Concert Reservation Service
2024-10-05 — 2024-11-30
Concert seat reservation service resolving concurrency across seat locking, payments, and point charging under 10K concurrent requests — hybrid locking strategy (optimistic + Redisson distributed lock), 15x TPS improvement via Redis caching, Kafka event-driven architecture, K6 load test-driven optimization
System Architecture
Problem Solving
Risk of double-booking under 10K concurrent seat reservation requests
Compared pessimistic, optimistic, and distributed locks via K6; selected @Version optimistic lock optimal for single-row contention
50% reservation latency improvement (1,678ms → 835ms), zero double-bookings
Balance integrity corruption under concurrent point charging and payments
Analyzed infinite retry risk of optimistic lock; applied Redisson distributed lock (userWalletLock:{userId}) for per-user serialization
100% balance consistency under concurrent charge/payment scenarios
Concert/seat query TPS only 100, causing DB bottleneck at reservation open
Implemented layered caching strategy combining Redis cache with DB index optimization
TPS 100 → 1,500 (15x improvement), 94% DB query reduction
Payment/notification tightly coupled via synchronous calls after reservation
Kafka Transactional Outbox: outbox_event inserted within TX, scheduler publishes asynchronously
Eliminated coupling, prevented message loss, enabled independent scaling
Project Description
A project that resolved concurrency issues in high-traffic environments using multiple locking strategies (pessimistic, optimistic, and Redis distributed locks), selecting the optimal approach per scenario.

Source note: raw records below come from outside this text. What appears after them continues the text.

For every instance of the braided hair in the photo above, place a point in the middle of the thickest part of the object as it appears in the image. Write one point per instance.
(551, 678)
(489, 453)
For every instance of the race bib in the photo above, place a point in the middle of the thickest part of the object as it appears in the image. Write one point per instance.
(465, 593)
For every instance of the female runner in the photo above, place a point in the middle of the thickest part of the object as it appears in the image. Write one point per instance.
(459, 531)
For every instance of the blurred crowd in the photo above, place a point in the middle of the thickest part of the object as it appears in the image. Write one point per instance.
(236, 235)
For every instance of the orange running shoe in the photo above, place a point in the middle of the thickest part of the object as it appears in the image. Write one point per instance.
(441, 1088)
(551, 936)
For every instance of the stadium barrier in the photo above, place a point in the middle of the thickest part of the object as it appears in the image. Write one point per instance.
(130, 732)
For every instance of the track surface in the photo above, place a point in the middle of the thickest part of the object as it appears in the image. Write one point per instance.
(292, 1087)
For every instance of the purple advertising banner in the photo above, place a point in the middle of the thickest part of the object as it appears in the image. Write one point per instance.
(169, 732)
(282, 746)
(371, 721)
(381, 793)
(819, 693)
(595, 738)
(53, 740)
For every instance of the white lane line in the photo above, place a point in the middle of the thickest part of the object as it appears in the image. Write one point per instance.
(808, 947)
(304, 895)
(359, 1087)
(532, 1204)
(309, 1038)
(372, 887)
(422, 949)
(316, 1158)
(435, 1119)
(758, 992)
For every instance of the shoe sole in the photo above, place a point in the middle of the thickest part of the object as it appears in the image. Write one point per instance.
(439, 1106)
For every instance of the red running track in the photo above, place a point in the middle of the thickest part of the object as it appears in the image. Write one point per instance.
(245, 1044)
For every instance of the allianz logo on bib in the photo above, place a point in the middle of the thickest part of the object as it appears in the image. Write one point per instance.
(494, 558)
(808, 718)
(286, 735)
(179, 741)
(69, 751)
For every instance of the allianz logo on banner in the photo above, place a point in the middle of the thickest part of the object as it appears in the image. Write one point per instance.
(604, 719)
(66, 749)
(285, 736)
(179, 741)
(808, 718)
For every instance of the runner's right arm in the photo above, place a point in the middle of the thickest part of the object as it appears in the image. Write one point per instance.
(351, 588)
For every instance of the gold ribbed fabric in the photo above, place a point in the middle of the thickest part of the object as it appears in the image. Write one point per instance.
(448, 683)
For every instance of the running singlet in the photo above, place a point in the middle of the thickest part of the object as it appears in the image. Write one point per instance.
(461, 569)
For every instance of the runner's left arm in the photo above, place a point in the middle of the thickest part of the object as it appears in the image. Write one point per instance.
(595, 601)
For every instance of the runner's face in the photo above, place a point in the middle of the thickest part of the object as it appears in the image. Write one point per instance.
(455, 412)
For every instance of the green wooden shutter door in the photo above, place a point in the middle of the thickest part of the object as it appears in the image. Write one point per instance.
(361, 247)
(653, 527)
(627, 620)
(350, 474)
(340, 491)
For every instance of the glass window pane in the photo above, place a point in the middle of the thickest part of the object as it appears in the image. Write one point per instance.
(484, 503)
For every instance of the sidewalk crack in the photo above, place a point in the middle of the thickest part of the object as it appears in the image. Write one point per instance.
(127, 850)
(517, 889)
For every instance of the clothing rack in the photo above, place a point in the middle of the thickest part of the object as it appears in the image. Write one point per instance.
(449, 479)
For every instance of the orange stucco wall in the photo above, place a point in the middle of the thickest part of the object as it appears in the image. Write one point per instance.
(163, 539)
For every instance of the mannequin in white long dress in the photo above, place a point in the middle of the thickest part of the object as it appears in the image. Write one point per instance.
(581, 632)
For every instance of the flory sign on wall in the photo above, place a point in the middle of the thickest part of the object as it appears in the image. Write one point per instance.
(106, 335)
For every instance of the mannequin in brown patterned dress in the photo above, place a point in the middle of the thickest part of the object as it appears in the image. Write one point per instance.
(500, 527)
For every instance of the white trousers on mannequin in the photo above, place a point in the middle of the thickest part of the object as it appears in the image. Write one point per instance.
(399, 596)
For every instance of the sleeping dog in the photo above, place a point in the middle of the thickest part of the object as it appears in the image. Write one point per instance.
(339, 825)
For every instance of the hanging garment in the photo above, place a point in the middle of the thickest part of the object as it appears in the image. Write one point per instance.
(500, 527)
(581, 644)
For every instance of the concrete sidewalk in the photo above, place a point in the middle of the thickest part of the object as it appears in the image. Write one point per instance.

Designed a hybrid strategy applying optimistic locks for seat reservation and Redisson-based distributed locks for point charging and payments. Optimized read performance through Redis caching and DB indexing, and reduced system coupling with Kafka-based event-driven architecture. Experienced the full cycle of identifying and resolving performance bottlenecks through K6 load testing.
Highlights
- 50% seat reservation response time improvement with optimistic locking (10K concurrent)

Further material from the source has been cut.